Tumor cells were dissociated from tumorspheres and injected into null mice. The resulting tumors were visible or palpable 2 weeks after injection. Next, we injected 5.8×10⁵ pfu of Ad-miR145 or Ad-Mock with gadolinium combination into tumors three times a week (22). Mice were sacrificed at day 28 and tumor volume measured. Tumors were smaller in the Ad-miR-145 group than in the AD-scr group (P=0.009, Fig. 5A), the weak expression of core stem cell TFs was detected after Ad-pri-miR-145 treatment (Fig. 5B). Moreover, levels of core TFs were decreased (P=0.03, Fig. 5C), miR-145 level was increased (P=0.04, Fig. 5D), colony formation was decreased (P=0.007, Fig. 5E), and cell invasion was decreased (P=0.012, Fig. 5F) in the Ad-miR-145 group compared with the control group.

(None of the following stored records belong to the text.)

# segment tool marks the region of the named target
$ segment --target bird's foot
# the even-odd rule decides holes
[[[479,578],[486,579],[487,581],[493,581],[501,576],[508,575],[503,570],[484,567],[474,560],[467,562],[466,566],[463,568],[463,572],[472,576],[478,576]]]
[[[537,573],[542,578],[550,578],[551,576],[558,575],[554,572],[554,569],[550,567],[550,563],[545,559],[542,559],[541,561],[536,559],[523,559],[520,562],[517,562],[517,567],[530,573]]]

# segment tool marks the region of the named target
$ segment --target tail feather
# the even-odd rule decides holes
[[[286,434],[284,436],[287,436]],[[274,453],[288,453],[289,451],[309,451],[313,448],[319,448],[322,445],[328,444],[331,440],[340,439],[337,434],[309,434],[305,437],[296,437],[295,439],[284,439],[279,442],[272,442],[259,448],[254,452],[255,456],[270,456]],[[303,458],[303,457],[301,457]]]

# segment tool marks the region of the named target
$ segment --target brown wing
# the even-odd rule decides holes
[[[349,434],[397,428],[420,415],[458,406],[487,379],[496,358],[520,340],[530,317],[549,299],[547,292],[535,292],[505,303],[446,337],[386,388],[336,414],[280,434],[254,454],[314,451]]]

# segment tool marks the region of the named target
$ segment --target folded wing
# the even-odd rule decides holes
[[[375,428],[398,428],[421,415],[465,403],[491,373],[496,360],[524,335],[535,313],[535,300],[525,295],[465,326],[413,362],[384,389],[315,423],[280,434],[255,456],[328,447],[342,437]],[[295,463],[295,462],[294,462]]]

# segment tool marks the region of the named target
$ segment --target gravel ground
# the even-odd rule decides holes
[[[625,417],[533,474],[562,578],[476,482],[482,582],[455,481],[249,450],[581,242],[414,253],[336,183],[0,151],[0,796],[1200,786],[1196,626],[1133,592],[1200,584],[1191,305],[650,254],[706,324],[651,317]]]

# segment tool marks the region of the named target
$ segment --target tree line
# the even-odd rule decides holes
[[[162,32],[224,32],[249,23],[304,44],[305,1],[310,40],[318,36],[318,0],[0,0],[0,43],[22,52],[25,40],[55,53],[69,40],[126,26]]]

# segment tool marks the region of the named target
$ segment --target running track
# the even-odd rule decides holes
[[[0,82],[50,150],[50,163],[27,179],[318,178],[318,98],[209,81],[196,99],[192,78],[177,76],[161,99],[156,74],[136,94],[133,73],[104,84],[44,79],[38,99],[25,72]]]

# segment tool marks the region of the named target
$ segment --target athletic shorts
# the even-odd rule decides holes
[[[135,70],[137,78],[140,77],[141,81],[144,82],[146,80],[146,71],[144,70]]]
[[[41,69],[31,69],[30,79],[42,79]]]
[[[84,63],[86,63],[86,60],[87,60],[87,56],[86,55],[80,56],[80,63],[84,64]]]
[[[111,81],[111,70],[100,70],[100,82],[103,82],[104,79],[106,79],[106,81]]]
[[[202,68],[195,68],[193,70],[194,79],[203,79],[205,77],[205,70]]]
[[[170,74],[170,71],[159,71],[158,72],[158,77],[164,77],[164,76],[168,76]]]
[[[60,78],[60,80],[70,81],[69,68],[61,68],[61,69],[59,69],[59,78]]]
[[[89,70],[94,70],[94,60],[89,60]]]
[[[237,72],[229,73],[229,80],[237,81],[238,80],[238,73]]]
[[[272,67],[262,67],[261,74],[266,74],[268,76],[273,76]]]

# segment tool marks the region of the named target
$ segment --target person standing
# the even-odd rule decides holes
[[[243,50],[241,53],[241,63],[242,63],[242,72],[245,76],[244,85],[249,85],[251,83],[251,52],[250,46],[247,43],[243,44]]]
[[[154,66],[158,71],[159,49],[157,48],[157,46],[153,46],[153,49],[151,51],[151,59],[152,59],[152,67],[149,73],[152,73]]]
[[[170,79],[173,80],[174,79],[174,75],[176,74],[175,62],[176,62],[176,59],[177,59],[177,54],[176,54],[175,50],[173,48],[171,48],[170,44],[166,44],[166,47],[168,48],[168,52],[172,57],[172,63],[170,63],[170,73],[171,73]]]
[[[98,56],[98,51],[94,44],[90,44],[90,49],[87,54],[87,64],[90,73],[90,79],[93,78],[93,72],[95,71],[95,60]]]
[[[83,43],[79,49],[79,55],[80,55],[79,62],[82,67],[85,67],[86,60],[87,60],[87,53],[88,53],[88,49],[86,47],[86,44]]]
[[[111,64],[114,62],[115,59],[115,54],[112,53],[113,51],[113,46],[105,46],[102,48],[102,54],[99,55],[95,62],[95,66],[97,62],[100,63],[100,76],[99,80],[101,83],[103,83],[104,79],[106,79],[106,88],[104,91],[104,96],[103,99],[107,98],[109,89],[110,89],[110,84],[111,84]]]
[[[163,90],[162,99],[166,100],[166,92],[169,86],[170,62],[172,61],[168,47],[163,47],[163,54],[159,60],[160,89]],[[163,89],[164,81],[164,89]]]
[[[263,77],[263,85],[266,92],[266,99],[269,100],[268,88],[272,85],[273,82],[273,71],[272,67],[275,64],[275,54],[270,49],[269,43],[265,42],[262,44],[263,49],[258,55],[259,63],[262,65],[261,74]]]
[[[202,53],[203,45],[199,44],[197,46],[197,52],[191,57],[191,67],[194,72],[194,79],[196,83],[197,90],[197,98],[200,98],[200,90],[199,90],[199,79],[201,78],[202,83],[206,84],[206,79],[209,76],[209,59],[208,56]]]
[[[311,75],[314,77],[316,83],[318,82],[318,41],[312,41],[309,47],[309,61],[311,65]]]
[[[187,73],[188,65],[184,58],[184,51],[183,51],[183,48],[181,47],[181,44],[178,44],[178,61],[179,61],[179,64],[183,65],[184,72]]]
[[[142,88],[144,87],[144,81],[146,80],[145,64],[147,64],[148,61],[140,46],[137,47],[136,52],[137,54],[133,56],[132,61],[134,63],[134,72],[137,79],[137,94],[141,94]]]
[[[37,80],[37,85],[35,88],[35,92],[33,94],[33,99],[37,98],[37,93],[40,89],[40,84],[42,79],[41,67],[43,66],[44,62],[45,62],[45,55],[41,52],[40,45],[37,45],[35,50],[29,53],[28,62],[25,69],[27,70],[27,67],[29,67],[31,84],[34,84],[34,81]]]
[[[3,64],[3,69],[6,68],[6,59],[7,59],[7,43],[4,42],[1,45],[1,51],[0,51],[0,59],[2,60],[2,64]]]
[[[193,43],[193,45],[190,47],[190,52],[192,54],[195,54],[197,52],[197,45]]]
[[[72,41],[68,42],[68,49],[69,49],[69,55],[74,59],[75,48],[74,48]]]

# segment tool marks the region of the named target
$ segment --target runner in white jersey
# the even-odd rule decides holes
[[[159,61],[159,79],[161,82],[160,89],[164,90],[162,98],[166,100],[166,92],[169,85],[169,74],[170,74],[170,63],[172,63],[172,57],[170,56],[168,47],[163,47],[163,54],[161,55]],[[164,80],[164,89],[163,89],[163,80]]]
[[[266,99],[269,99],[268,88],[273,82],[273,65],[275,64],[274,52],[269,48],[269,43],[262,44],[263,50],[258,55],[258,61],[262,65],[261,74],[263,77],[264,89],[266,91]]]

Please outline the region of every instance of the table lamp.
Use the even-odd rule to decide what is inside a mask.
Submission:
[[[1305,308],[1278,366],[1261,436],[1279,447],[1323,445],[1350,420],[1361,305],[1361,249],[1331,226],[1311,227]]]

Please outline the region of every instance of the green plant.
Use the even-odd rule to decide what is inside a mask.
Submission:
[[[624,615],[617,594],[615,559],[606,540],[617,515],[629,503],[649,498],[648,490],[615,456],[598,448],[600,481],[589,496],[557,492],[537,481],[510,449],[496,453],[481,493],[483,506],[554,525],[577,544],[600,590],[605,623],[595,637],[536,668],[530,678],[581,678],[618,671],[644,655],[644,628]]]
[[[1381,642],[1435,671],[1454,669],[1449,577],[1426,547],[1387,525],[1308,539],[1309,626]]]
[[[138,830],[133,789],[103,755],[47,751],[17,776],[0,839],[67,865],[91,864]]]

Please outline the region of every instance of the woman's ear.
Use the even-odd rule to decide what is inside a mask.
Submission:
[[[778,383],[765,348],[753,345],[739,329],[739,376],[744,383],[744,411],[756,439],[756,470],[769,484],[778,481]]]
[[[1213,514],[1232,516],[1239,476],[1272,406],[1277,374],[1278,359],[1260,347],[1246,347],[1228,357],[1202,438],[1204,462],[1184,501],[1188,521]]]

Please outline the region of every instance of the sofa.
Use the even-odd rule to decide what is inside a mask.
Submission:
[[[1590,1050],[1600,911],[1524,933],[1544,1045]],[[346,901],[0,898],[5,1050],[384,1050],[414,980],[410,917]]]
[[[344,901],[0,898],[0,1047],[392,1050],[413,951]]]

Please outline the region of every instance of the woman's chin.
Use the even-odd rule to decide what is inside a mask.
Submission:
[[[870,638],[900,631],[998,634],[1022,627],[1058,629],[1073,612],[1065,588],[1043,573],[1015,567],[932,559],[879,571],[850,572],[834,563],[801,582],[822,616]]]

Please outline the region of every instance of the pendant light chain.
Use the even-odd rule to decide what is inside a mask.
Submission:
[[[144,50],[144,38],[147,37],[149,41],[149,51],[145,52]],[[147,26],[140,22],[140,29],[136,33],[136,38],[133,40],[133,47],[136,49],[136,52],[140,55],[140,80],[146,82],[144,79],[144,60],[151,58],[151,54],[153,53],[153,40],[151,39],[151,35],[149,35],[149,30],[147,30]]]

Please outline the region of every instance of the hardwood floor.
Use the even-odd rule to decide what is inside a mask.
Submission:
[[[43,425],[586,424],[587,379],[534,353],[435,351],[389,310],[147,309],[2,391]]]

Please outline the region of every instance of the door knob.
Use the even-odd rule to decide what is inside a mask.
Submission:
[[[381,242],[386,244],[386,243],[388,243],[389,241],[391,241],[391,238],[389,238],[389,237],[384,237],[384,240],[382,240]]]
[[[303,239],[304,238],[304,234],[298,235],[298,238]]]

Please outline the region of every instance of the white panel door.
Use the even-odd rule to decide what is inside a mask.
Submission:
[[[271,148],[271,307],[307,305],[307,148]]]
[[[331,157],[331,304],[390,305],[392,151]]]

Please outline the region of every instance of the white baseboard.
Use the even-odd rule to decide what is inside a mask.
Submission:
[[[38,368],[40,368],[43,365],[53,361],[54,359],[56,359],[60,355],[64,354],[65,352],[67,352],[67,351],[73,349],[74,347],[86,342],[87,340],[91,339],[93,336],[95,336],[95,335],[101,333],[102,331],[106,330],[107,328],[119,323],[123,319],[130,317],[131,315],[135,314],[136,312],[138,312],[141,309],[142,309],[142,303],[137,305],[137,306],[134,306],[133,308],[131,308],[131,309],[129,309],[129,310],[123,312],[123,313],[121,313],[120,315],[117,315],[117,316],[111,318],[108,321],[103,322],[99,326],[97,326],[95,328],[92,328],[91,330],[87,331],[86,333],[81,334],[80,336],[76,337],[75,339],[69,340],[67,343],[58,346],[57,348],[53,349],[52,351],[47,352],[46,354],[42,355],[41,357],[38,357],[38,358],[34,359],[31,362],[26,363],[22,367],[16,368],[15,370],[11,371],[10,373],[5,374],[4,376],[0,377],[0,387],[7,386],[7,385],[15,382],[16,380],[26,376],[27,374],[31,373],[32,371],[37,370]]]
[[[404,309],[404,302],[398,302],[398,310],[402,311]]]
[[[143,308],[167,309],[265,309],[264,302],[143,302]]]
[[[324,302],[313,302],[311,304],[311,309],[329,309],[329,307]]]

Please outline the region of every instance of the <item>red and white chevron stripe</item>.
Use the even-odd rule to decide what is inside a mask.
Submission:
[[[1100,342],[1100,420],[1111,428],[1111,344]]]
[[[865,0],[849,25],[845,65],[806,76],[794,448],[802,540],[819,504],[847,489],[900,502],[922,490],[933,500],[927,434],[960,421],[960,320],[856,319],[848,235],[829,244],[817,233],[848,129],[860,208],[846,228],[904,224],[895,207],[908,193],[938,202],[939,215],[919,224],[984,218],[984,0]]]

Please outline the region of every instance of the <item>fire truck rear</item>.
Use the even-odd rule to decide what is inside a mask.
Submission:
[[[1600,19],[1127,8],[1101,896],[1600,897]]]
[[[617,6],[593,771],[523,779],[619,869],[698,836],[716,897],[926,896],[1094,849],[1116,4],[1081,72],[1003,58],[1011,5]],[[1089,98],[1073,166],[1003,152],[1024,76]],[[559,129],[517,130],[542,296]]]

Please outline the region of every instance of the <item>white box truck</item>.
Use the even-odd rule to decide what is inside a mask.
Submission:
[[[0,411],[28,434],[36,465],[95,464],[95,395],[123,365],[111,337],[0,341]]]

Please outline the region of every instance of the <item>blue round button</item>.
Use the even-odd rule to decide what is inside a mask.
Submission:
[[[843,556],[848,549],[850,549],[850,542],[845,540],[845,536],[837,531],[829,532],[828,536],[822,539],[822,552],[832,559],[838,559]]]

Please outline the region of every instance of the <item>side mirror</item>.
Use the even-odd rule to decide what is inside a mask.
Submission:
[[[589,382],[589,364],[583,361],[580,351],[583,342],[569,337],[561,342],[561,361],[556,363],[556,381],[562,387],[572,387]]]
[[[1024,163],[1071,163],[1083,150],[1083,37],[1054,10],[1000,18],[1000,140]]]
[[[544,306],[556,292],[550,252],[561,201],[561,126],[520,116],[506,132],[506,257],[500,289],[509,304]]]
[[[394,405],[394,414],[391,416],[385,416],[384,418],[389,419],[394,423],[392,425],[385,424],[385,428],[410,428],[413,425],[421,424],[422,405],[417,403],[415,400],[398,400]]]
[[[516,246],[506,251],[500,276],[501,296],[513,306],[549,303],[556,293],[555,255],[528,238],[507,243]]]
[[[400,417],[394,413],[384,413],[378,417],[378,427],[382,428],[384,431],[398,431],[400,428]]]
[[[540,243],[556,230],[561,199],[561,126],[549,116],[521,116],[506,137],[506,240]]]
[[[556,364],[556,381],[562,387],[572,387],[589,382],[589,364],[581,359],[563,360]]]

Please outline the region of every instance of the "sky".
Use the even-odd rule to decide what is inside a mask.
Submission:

To ascertain the clinical relevance of miR-145 and these core stem cell transcripts in the prognosis of CC patients, we evaluated the TCGA dataset. We found that high expression of miR-145 indicated a better prognosis compared with low expression of miR-145 (Fig. 6A). When miR-145 levels were combined with Nanog expression from the same patient, patients in the low Nanog/high miR-145 expression group had a better prognosis compared with the high Nanog/low miR-145 expression group (Fig. 6B). Similar results were obtained for expression of low miR-145 with high Sox2 and Oct4 in these subtypes compared with their opposite groups. These results implied that these genes could be informative for survival of CC patients (Fig. 6C and D).